'Mad Men' Conspiracy Theory: Is Megan Draper an Iconic Real-Life 1960s Actress -- and Does This Mean the Character Is Doomed? EW
A conspiracy theory has surfaced involving the hit AMC drama “Mad Men” following Sunday night’s episode. EW.com reports that a viewer stirred speculation after pointing out a similarity between a skimpy costume worn on the show by Megan Draper, played by Jessica Pare, and a 1960s photo shoot for Esquire magazine starring actress Sharon Tate.
You can click here to see a comparison of the two photos, which were posted on Twitter. But be warned that the material is racier than what we would normally post.
EW.com reports: “An observant viewer tweeted at costume designer Janie Bryant to ask about the similarity between a T-shirt seen on Megan Draper and one worn by model Sharon Tate in a 1967 photo shoot for Esquire magazine, and Bryant’s less-than-crystal-clear response has sparked talk of a costume-driven conspiracy theory on Reddit.”
The viewer, @BHisaRockstar, tweeted: “Dying to know if this pic of Sharon Tate inspired Megan’s look? My dad shot it for @esquiremag in ’67.”
Bryant’s reply: ”No coincidence.”
The piece notes that Bryant’s brief tweet could be interpreted as meaning either “it’s no coincidence,” or “no, it’s a coincidence.” But “Mad Men” viewers seem to be leaning toward the former interpretation -- and that has them concerned about the fate that awaits the character.

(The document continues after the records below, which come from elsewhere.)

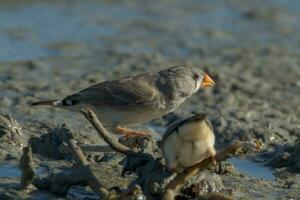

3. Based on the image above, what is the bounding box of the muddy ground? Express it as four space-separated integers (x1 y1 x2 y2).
0 0 299 199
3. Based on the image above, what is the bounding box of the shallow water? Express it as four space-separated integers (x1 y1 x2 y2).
0 163 21 177
0 1 117 61
0 159 275 180
229 158 275 180
0 163 49 178
1 0 300 62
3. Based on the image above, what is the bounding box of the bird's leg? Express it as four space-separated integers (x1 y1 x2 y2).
166 159 178 173
115 126 148 137
207 146 217 166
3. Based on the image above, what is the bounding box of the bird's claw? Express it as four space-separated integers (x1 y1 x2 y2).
234 147 245 155
211 156 217 166
118 134 150 149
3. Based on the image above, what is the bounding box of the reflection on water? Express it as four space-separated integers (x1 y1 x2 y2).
0 2 120 61
0 0 300 61
0 163 48 178
229 158 275 180
0 163 21 177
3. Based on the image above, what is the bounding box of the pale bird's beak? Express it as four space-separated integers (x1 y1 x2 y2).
201 73 215 88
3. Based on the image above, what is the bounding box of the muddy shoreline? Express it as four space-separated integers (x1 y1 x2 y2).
0 0 300 199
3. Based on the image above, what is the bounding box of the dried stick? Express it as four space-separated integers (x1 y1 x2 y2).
81 108 137 156
64 126 110 198
163 140 261 200
19 145 35 189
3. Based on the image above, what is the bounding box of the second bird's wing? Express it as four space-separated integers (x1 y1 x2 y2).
161 113 208 144
161 118 185 144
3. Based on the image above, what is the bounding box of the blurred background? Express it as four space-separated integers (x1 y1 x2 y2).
1 0 300 61
0 1 300 199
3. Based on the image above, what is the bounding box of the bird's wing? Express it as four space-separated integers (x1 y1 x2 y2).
161 118 185 144
62 75 157 108
161 113 208 144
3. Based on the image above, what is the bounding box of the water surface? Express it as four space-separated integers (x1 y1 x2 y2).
0 163 21 177
229 158 275 180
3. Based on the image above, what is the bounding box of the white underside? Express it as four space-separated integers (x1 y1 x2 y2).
162 131 215 171
60 102 169 129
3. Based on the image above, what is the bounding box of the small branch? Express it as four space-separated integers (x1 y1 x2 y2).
67 138 89 166
19 145 35 189
163 140 261 200
81 108 137 156
64 126 110 198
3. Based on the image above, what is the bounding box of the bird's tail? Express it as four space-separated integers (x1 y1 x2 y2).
31 100 60 106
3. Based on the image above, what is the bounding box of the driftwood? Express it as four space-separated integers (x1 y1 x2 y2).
62 109 145 199
78 108 261 200
63 125 110 198
31 107 261 200
163 140 261 200
80 108 137 156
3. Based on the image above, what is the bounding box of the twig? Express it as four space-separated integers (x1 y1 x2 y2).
64 126 110 198
163 140 261 200
19 145 35 189
81 108 137 156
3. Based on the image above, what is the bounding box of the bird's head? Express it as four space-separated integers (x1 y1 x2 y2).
164 65 215 96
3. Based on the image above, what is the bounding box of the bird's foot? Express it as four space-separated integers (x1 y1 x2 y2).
116 127 148 137
116 127 150 148
211 156 217 166
207 147 218 168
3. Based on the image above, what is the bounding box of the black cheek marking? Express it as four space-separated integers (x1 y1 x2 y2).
193 73 200 80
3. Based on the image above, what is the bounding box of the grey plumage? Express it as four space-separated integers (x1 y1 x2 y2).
32 65 215 131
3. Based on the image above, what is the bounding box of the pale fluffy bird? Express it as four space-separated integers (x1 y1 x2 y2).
161 113 216 172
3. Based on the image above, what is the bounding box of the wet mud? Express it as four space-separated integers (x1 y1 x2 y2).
0 0 299 199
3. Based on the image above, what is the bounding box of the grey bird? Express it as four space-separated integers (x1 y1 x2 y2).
32 65 215 136
161 113 216 172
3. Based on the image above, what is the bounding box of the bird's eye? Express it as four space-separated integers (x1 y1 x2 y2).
193 73 200 80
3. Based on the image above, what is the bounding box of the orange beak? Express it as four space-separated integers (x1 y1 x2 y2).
201 73 215 88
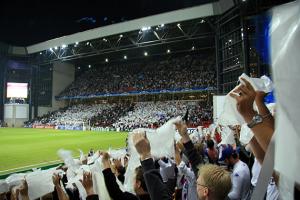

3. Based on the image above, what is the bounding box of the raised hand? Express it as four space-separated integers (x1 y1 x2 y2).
230 78 256 123
52 173 61 186
132 132 151 161
175 120 190 143
80 172 94 196
101 151 111 169
19 180 29 200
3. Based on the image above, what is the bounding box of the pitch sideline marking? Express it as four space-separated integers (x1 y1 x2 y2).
0 159 61 174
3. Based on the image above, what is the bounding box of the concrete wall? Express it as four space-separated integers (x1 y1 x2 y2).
4 104 29 127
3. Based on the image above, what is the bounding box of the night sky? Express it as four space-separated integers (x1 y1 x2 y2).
0 0 216 46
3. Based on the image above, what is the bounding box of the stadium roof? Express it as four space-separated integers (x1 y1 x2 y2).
1 0 237 65
26 2 230 54
0 0 219 47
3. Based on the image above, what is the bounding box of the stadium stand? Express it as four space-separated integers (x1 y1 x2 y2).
24 100 213 131
58 54 216 98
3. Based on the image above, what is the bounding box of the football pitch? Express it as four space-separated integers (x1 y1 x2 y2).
0 128 128 175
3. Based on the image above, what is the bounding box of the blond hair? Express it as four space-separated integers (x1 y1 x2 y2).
198 164 232 200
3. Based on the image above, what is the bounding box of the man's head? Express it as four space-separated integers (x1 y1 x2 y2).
133 166 148 195
206 139 215 150
197 164 232 200
219 145 238 167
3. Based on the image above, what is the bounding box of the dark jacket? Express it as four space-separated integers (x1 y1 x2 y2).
86 195 99 200
141 158 173 200
102 168 151 200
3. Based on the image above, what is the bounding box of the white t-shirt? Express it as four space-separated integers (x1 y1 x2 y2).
251 158 261 187
228 160 251 200
250 158 280 200
266 177 280 200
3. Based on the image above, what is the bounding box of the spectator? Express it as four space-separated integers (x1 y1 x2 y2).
219 145 251 200
197 164 232 200
205 140 219 164
101 152 151 200
132 132 173 200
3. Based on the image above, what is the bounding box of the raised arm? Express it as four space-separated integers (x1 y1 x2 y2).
53 174 70 200
132 132 172 200
101 152 137 200
175 121 203 176
230 78 274 152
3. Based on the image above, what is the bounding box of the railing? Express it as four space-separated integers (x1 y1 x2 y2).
56 87 217 100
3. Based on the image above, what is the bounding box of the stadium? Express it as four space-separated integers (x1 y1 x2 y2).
0 0 299 199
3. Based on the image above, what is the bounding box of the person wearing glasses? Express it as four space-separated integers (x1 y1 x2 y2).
197 164 232 200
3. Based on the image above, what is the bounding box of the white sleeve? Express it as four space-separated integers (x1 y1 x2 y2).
177 161 195 181
228 173 243 200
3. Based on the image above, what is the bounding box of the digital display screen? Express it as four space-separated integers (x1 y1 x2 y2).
7 82 28 98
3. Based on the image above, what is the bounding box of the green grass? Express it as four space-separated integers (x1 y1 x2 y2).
0 128 127 175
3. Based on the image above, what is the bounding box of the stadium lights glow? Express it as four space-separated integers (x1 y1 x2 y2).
78 67 81 69
141 27 148 31
228 39 232 42
147 26 151 30
61 44 67 49
119 34 123 38
161 24 164 27
200 19 205 23
167 49 171 53
124 55 127 59
192 46 195 50
103 38 107 42
50 48 53 52
156 27 159 30
54 46 58 50
144 52 148 56
177 23 181 27
105 58 109 62
75 42 79 45
86 42 90 45
88 65 91 68
40 52 42 55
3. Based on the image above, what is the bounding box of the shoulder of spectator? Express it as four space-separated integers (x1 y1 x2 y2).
183 140 194 151
140 158 155 172
102 167 113 175
86 194 99 200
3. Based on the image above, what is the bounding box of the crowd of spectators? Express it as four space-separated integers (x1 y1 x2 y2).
58 54 216 98
3 76 297 200
0 82 279 200
89 103 134 128
113 101 212 131
24 103 115 128
24 101 212 129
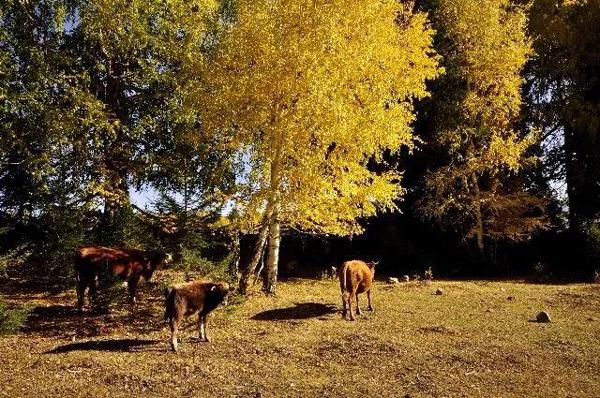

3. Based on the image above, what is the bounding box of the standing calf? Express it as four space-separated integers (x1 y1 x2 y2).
164 281 234 352
338 260 377 321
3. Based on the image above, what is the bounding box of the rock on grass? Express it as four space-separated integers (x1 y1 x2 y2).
536 311 551 323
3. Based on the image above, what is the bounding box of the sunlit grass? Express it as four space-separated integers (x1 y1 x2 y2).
1 273 599 397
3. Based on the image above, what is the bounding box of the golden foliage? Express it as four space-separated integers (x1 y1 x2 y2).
196 0 441 235
419 0 547 241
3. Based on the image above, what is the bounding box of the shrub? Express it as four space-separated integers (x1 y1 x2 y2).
0 301 31 335
92 269 124 314
177 248 230 282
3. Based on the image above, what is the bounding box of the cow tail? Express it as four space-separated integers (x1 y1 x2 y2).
164 287 175 323
339 264 347 293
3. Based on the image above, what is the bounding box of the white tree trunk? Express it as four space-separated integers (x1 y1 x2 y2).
263 207 281 294
263 210 281 294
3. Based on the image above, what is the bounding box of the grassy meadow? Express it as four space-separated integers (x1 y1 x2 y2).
1 272 600 397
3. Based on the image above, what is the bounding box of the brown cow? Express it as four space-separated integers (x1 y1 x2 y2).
75 246 170 311
338 260 378 321
164 280 234 352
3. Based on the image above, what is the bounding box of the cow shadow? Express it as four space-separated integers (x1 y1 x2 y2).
251 302 337 321
47 338 158 353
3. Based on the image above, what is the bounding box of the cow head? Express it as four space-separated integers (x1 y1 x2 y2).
142 250 171 281
211 282 236 306
367 260 379 277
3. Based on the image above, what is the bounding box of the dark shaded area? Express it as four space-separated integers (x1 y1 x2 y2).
251 302 337 321
29 304 78 319
17 281 166 338
0 277 73 297
238 211 598 282
22 303 163 338
47 338 157 353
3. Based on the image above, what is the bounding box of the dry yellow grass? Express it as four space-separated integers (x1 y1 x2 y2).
1 271 600 397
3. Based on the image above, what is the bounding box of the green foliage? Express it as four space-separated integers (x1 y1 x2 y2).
0 0 230 282
176 248 228 282
0 301 31 335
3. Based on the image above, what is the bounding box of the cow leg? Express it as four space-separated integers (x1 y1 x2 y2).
198 314 205 341
170 318 180 352
76 279 87 312
89 275 99 309
367 290 374 312
355 294 362 315
341 293 348 319
128 274 141 305
199 315 211 342
348 292 356 321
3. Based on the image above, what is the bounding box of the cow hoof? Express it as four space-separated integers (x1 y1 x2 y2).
368 307 374 312
356 309 362 315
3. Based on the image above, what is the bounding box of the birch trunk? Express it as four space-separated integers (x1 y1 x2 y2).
471 172 485 256
238 213 271 295
263 207 281 294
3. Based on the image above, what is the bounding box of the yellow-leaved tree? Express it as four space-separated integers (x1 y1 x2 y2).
196 0 441 293
417 0 548 260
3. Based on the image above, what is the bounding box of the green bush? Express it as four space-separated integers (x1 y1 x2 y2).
178 248 229 282
92 269 125 313
0 301 31 335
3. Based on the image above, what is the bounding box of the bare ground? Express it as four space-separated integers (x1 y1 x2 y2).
1 272 600 397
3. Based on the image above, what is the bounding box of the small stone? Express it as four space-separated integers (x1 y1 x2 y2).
500 288 506 292
485 308 494 313
387 277 400 284
435 288 443 295
403 275 410 282
507 296 515 301
536 311 551 323
587 317 595 322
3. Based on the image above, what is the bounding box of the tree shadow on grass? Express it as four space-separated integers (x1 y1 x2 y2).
47 338 158 353
23 303 163 338
251 302 337 321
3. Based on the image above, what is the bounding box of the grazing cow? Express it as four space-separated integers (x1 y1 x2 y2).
75 246 170 310
164 281 234 352
338 260 378 321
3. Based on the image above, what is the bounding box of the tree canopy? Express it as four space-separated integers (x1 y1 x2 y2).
416 0 548 258
1 0 599 287
195 0 441 292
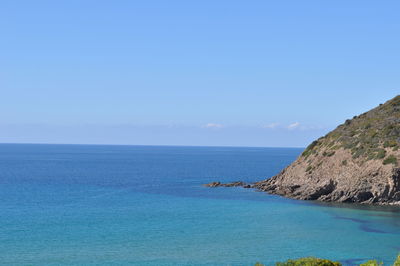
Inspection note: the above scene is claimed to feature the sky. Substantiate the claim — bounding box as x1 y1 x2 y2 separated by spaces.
1 0 399 147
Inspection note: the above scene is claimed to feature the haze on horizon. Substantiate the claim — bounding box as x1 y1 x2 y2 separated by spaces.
1 1 399 147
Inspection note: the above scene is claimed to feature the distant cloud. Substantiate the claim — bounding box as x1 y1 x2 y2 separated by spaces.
263 123 279 129
203 123 224 129
287 122 300 130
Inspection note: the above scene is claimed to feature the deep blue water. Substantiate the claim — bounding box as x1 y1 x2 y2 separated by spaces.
0 144 399 265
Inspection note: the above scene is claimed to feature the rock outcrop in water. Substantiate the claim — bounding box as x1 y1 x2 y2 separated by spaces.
254 95 400 205
204 181 251 188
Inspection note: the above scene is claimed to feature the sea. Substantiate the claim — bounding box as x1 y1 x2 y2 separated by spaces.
0 144 399 265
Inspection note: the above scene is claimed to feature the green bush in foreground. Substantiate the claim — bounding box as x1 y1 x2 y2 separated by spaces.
360 260 382 266
255 258 341 266
255 254 400 266
276 258 341 266
393 255 400 266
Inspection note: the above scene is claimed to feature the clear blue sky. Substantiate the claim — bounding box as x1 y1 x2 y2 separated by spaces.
1 0 399 147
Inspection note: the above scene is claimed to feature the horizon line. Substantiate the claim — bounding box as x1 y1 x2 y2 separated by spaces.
0 142 306 149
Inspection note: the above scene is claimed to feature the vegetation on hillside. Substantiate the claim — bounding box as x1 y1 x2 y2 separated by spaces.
301 95 400 166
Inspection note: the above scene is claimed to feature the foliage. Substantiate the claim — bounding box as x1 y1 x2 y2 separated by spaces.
302 140 319 158
384 140 398 148
254 254 400 266
323 151 335 157
359 260 382 266
275 257 341 266
383 155 398 165
375 149 387 159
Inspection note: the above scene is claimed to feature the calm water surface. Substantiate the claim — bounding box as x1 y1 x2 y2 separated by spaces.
0 144 399 265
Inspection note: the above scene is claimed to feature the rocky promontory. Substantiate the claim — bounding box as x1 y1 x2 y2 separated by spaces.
205 96 400 205
254 95 400 205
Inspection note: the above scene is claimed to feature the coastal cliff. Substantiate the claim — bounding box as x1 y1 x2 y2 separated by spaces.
254 95 400 205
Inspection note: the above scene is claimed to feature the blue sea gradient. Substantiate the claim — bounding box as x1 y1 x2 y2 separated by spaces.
0 144 399 265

The report notes: “In August 1969, Tate -- then eight-and-a-half-months pregnant and married to director Roman Polanski -- was murdered by followers of Charles Manson during a home invasion at the couple’s home in Los Angeles. Does the red star on Megan Draper’s shirt mean that the character is headed towards a similar fate?”
Some viewers already have their minds made up. One Reddit commenter is quoted in the report posting: “I totally buy the link. Tate was murdered in August of 1969, so next season probably. She was murdered by a home invasion, and this season of Mad Men seems to be really emphasizing (normalizing?) the idea of the home being ‘invaded’ by the outside.”
Another commenter writes: “It would be a huge move to have a character to enter a historical event and replace a victim in this way. I love the idea, but still. Maybe Megan isn’t Sharon Tate, but will eventually die in the same manner? The shirt is just alluding to her future demise by hinting at a real event?”
The show is known for its symbolism, the report notes, adding: “Though series creator Matthew Weiner has been accused of being a little heavy-handed with his use of symbolism -- especially when it comes to the subject of death and dying -- a direct link between the tragic end of Sharon Tate and the fate of Megan Draper seems too easy.”
The show’s designer, Bryant, commented last month on the connection between the show’s costumes and real-life 1960s style icons, downplaying the role of the latter.
“It’s not just one or a few actresses or models or style icons, that’s not what the show is about,” she’s quoted as saying. “It’s really about each individual character. I get inspired by a lot of different things, and one is the script and the things that these characters say to each other … and it’s that process of doing research and being inspired by different visual outlets, whether it be a TV show, a catalogue, a magazine, a photograph, or getting inspired by going through newspapers.”